Darüber hinaus eignen sich Granulate sehr gut, um stabile Pulvermischungen zu erzeugen. Je nach Anwendung werden dabei funktionsspezifisch definierte Granulateigenschaften gefordert. Um diese einzustellen, wird häufig das Granulationsprinzip der Wirbelschicht-Sprühagglomeration genutzt.
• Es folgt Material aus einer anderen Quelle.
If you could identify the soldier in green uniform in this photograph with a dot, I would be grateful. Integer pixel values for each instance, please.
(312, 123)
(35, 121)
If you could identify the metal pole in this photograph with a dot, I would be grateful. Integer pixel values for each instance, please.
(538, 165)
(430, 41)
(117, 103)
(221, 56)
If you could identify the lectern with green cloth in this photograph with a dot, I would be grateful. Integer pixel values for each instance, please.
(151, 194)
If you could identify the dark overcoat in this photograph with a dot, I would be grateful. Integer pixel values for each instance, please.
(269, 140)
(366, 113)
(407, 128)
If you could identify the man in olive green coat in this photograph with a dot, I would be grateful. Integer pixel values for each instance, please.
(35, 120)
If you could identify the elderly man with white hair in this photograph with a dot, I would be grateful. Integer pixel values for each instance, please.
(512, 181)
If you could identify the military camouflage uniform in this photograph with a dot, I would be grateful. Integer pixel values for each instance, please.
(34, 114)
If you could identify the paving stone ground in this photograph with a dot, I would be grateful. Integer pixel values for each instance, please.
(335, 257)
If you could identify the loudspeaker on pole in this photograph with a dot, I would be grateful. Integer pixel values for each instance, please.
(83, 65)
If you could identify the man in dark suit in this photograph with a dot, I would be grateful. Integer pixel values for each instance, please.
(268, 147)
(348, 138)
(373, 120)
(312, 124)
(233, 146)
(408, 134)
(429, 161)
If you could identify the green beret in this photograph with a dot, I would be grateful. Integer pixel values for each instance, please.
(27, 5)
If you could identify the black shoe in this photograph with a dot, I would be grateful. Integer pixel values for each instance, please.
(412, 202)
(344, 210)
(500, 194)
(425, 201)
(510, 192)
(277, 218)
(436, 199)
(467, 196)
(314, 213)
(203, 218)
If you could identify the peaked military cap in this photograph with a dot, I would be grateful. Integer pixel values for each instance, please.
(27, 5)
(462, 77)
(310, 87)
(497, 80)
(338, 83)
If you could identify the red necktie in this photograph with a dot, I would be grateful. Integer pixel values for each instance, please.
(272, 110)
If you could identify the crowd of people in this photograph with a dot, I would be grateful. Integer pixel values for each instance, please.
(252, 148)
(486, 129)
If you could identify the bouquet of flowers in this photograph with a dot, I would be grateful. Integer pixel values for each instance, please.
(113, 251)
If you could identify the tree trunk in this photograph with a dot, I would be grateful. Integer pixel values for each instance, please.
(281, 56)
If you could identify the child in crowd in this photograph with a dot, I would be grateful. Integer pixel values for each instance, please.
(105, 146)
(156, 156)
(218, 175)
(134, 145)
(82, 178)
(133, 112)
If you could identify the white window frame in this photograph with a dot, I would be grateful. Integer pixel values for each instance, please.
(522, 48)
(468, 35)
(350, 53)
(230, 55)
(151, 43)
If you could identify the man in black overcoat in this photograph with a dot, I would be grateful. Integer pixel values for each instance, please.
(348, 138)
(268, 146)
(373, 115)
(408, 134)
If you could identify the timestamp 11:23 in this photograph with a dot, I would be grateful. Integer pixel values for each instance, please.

Spezifikationen präzise einhalten
Die Sprühagglomeration verwandelt hochwertige Pulver und Mischungen in homogene und optimal lösliche, poröse Granulate für Instantprodukte. Idealere Produkteigenschaften werden oft schon allein durch die optimierte Produktstruktur ohne Zugabe von Zusatzstoffen erzielt. Ein weiterer Anwendungsbereich der Sprühagglomeration ist die Verbesserung der Tablettier- oder Verpressbarkeit von Feststoffsystemen. Hierbei muss die Granulatstruktur exakt an das Anforderungsprofil des herzustellenden Komprimates angepasst werden – und das selbst bei variierenden Rohstoffeigenschaften in stets reproduzierbarer Qualität. Auch innovative Produktformen erfordern die präzise Einhaltung der Spezifikation bei robuster und möglichst vollautomatisierter Prozessführung.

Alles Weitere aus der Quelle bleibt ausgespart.